Like I said though, I think it's way low ball, so lets say 2 hours per week until I was 18, but lets throw out the first 3 years where I was still developing the fine motor skills required to handle a crayon. So 2 hours per week x 52 weeks per year x 15 years=1560 hours. That's better. Still maybe a little low, but my recollection of before I was 10 is not good enough for me to guess accurately, and while I regularly spent well over 2 hours at a stretch, I'm sure there were also week long stretches where I spent less. I feel comfortable sticking with the 2 hours per week.

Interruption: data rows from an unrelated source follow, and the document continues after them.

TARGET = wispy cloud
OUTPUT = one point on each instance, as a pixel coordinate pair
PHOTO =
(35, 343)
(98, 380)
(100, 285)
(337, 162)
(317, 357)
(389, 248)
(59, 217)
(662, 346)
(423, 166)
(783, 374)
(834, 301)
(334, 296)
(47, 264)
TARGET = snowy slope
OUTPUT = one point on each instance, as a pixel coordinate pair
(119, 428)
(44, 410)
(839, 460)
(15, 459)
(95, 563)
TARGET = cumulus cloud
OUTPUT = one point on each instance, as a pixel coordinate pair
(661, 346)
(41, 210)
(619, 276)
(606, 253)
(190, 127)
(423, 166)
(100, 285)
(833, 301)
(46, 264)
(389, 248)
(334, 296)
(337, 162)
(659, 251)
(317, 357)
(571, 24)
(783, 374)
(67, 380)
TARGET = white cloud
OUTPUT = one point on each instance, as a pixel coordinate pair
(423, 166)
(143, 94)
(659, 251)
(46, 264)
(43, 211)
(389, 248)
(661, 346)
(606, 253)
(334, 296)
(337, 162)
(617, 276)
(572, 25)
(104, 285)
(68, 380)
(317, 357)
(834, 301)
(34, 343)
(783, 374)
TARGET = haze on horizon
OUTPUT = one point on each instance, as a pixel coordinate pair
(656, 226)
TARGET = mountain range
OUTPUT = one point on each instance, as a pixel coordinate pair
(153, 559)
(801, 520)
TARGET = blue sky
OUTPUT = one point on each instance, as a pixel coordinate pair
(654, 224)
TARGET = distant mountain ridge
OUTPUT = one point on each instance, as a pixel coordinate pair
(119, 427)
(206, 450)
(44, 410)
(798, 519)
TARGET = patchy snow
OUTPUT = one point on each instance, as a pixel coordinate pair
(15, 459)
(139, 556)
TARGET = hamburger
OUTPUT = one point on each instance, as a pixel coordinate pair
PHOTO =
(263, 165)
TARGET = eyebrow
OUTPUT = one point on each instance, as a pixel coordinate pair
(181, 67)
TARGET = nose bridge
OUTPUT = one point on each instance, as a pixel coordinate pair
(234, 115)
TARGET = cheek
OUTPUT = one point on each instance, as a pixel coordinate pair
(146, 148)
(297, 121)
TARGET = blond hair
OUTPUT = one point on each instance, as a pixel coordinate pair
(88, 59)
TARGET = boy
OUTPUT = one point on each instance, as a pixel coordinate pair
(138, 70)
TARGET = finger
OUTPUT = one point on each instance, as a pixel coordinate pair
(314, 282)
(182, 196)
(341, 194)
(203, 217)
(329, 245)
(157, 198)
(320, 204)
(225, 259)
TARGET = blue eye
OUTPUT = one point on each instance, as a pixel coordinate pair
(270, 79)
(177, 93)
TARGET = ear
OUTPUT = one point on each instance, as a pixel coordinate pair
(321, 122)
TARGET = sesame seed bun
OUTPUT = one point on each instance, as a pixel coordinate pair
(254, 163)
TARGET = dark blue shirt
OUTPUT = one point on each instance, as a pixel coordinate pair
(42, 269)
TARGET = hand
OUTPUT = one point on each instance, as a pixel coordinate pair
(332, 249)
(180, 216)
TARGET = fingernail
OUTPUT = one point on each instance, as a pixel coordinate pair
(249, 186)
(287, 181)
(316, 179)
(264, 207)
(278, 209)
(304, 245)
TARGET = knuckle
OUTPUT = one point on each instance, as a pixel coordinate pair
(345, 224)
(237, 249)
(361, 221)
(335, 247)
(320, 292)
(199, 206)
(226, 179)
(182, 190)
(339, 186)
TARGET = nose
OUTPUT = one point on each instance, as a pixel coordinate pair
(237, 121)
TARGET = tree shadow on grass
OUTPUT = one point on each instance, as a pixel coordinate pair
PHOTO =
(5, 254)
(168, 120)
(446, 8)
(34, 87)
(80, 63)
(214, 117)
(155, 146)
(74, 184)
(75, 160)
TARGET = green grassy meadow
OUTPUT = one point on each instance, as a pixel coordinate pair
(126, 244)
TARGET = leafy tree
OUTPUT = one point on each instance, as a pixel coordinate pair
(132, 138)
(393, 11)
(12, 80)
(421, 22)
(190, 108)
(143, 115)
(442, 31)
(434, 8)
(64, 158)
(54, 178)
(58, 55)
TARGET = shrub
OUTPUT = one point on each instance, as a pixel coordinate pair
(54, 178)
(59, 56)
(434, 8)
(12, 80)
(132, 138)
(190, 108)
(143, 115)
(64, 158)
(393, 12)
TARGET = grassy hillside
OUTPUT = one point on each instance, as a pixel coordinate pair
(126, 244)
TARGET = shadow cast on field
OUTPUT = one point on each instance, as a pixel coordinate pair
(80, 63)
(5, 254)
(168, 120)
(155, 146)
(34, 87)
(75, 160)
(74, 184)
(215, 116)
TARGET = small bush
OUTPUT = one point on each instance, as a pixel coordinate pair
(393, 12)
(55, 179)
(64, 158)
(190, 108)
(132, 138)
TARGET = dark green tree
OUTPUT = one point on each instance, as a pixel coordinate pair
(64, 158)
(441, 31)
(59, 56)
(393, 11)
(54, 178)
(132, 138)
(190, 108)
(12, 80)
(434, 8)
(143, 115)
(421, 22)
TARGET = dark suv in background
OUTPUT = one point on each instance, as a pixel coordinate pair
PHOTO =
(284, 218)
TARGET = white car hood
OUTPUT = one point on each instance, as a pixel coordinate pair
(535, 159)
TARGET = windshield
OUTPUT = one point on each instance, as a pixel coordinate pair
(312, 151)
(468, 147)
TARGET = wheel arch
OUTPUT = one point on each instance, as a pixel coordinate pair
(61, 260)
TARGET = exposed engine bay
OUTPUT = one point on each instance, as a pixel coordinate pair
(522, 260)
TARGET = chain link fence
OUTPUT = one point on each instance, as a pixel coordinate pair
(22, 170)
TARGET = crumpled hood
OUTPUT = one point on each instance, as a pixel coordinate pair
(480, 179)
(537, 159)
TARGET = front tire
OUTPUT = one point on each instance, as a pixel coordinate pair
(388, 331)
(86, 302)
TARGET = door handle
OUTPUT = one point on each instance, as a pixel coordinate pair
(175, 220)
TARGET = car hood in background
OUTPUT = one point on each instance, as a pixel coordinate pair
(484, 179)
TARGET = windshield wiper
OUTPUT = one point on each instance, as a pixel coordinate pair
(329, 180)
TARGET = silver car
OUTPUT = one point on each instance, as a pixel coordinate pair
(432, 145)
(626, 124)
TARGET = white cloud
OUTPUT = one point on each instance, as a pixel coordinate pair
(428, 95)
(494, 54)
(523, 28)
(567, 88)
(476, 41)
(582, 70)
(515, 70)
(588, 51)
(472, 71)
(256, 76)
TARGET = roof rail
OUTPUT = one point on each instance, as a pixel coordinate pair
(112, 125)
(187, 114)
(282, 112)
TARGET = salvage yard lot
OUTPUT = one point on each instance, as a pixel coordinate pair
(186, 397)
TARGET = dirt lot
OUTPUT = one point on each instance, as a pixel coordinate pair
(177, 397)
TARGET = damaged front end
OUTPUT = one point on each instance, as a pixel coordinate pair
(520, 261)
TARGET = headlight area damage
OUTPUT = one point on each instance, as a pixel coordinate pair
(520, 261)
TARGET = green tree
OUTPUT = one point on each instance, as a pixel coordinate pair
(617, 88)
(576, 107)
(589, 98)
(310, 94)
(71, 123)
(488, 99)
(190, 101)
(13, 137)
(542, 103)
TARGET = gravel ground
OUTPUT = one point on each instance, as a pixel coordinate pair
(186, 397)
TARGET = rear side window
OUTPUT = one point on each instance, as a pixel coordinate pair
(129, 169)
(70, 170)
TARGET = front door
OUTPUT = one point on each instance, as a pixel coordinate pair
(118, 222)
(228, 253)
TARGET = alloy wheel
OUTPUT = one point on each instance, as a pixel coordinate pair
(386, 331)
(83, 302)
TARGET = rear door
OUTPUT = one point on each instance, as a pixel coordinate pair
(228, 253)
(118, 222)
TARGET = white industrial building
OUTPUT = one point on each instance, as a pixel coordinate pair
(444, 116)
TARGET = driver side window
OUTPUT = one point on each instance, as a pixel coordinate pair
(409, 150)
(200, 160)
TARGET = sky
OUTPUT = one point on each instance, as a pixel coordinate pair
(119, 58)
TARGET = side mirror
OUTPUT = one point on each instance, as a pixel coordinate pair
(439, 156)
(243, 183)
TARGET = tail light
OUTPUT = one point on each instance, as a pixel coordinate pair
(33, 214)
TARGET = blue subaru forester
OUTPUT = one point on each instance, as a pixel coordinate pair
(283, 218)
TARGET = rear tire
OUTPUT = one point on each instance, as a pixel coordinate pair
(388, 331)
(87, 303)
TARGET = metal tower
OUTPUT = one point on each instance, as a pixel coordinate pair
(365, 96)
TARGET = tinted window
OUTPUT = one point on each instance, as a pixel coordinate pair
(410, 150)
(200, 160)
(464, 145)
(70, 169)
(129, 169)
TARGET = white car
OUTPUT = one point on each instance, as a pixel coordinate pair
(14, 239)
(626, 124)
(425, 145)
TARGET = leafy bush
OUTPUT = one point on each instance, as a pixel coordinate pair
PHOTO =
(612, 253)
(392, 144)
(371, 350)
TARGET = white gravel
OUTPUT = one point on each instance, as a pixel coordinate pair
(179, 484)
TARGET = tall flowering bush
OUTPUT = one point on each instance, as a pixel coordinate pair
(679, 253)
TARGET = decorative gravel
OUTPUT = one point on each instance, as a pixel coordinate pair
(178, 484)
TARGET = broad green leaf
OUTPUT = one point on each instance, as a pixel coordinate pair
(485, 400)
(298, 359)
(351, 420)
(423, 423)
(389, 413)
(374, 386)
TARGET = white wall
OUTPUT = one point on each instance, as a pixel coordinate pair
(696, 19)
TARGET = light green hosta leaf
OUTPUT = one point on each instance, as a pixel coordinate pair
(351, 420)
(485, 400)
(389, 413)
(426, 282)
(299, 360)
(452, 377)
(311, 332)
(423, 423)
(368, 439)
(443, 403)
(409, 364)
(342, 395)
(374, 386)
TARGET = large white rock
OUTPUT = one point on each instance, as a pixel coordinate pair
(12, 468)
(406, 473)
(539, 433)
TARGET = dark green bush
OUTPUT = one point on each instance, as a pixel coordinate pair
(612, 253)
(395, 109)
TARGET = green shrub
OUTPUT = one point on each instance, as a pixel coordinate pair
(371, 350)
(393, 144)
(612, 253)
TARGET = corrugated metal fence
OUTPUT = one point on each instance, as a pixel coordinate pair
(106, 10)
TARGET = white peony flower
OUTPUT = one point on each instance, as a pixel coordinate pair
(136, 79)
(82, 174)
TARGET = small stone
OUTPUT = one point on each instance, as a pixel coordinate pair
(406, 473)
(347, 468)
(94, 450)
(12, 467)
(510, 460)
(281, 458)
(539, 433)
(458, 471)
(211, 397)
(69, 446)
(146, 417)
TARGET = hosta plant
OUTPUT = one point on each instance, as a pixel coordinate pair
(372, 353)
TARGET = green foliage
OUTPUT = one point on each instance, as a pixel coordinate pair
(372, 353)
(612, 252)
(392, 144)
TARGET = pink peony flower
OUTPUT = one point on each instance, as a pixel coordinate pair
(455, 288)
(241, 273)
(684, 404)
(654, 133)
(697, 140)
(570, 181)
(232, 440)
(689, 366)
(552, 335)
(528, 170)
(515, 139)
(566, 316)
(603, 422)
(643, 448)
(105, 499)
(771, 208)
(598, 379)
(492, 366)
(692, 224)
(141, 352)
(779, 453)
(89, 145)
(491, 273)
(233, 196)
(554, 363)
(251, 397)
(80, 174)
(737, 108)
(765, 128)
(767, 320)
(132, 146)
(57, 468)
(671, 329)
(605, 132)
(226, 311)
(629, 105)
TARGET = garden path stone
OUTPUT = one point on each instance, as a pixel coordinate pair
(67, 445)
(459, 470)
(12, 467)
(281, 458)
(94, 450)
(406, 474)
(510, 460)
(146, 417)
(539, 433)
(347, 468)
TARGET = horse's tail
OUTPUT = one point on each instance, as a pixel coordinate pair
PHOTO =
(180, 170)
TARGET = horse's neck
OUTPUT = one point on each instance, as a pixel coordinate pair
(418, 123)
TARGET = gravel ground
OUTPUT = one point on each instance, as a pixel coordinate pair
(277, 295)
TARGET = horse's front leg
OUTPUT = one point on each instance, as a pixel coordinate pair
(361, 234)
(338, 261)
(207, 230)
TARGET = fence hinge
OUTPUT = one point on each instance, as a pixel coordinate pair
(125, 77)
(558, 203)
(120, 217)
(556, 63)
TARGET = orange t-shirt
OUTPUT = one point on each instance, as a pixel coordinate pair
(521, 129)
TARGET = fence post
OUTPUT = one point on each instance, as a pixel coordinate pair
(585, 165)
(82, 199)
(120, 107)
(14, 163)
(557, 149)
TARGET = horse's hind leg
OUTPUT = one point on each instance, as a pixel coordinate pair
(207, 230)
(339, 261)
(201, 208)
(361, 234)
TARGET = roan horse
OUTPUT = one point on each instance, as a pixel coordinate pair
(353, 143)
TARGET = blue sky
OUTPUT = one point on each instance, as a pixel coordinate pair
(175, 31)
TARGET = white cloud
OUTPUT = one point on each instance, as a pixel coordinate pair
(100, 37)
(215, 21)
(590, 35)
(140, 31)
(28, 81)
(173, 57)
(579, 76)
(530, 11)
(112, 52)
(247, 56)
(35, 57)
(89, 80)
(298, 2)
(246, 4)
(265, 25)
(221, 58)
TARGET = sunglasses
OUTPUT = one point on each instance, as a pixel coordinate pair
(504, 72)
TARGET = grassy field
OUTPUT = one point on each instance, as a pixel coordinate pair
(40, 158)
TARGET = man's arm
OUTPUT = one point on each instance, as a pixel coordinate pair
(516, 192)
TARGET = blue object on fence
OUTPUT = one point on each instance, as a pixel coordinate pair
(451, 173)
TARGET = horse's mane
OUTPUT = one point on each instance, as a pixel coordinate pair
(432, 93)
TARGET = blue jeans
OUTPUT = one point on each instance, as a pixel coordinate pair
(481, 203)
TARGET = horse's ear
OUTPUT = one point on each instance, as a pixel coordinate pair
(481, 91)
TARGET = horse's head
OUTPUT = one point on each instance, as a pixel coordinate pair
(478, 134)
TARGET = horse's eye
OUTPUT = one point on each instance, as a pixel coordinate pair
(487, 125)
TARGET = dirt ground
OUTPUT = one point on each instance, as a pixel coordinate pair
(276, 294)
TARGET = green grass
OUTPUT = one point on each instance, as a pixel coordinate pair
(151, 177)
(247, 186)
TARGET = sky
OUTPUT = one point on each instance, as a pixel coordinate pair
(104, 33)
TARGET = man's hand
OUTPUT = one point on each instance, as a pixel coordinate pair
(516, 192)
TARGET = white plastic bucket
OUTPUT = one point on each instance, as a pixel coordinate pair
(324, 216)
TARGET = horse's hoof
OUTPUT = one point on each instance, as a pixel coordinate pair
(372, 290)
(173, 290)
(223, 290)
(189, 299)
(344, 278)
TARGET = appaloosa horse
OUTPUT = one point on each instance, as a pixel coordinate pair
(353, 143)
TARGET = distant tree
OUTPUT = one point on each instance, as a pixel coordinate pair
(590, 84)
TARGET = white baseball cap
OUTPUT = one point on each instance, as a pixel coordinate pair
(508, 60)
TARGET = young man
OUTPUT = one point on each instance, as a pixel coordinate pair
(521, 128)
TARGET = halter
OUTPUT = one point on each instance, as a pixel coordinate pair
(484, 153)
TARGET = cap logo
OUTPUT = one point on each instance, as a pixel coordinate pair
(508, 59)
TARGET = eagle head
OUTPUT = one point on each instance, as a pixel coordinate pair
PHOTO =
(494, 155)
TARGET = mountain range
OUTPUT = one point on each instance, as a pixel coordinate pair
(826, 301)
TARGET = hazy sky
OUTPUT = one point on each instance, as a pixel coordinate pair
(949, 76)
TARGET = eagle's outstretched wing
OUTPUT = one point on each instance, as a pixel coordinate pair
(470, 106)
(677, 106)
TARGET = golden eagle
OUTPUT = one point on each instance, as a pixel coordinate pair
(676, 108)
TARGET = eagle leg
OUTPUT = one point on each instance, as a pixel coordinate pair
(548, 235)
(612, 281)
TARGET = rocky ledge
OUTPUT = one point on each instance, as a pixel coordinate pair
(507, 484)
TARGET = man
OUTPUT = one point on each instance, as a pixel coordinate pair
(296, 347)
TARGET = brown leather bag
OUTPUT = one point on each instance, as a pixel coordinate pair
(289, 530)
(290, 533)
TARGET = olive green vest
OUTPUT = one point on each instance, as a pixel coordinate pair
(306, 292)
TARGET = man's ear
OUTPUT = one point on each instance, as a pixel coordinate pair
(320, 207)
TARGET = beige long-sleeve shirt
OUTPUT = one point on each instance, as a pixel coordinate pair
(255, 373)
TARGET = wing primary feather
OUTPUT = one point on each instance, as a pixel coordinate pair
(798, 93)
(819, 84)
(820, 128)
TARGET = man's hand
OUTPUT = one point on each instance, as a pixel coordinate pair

Then I went to college and got an art degree. I always took at least two studio art classes at a time and doodled consistently through my non-art classes (It helps me process. I actually have a hard time paying attention to lectures if I can't doodle. Weird). Then of course there's the old college estimate that for every hour you spend in class you're doing...oh god, like 12 or something out of class. It's total bullshit of course. I did the math in college and figured that counting the hours of the week I spent actually in class, as well as sleeping a regular amount and throwing in 2 hours a day for eating and bathing and walking back and forth to class, that there wasn't actually enough time in the week to spend on all that theoretical homework. But still I spent easily 1.5 to 2 hours outside of class on homework for the art classes (not the others).
So for the first two years of school that's two art classes a week, each an hour long and meeting three times a week (10 months a year counting winter and summer break)= 480 hours. If we add double that time in homework we get=960. My last two years of school were at least 3 art classes a semester with some insane over time in the ceramics and sculpture buildings. But I don't want to get crazy and over estimate here, so let's stick with the two hours of homework for every one of class. I'm happy with that formula. So 3 classes 3 times a week is 9 hours of class time per week times 2 years=720 hours. Plus the homework is 1,440 hours.
In my four year college career that's 480+960+720+1440=3,600 hours. Add 1,560 for the entire rest of my life and we come to 5,160.
Holy crap! That's half way there! Now I'm afraid I've over estimated but I really do think I'm low balling it. So then I spent my year at AIS. There I took 4 classes a quarter. They were all art classes but there was consistently one that was a giant worthless time sucking money pit. So three good classes a week each of which was 4 hours per week. So 12 hours of art per week times 11 weeks per quarter times 4 quarters= 528 hours. Home work here is tricky because some of the classes were so so good and some were so so bad. But I think the two hours of homework per class is probably still accurate. So that's 1,056 hours of homework plus the 528 of class= 1,584 hours in that one year.
So my grand total is now 6,744. That is less then 4000 hours left!! Because I am once again worried about over estimating, I'm not even going to try an tally the averages for the two year period from my graduation to my time at AIS and then from AIS to now. Some of that time was really productive and some of it was really not. So I'm gonna call it a wash and say I averaged zero for the whole time.
Still, 3,256 hours left. If I could buckle down to AIS levels of work that's just two years. Three years tops. Of course these figures count sculpture time as well as drawing time.
It's funny how you sort of reach milestones with art. Because you work and work and work and sometimes you just hate it all and feel like you're barely treading water and then sometimes stuff clicks and it's like you've jumped miles forward overnight. Lately I've found that for the first time I can make my drawing do mostly whatever I want. If it tapers off then I need to do a master copy or some life sketches or some other exercise and it snaps back.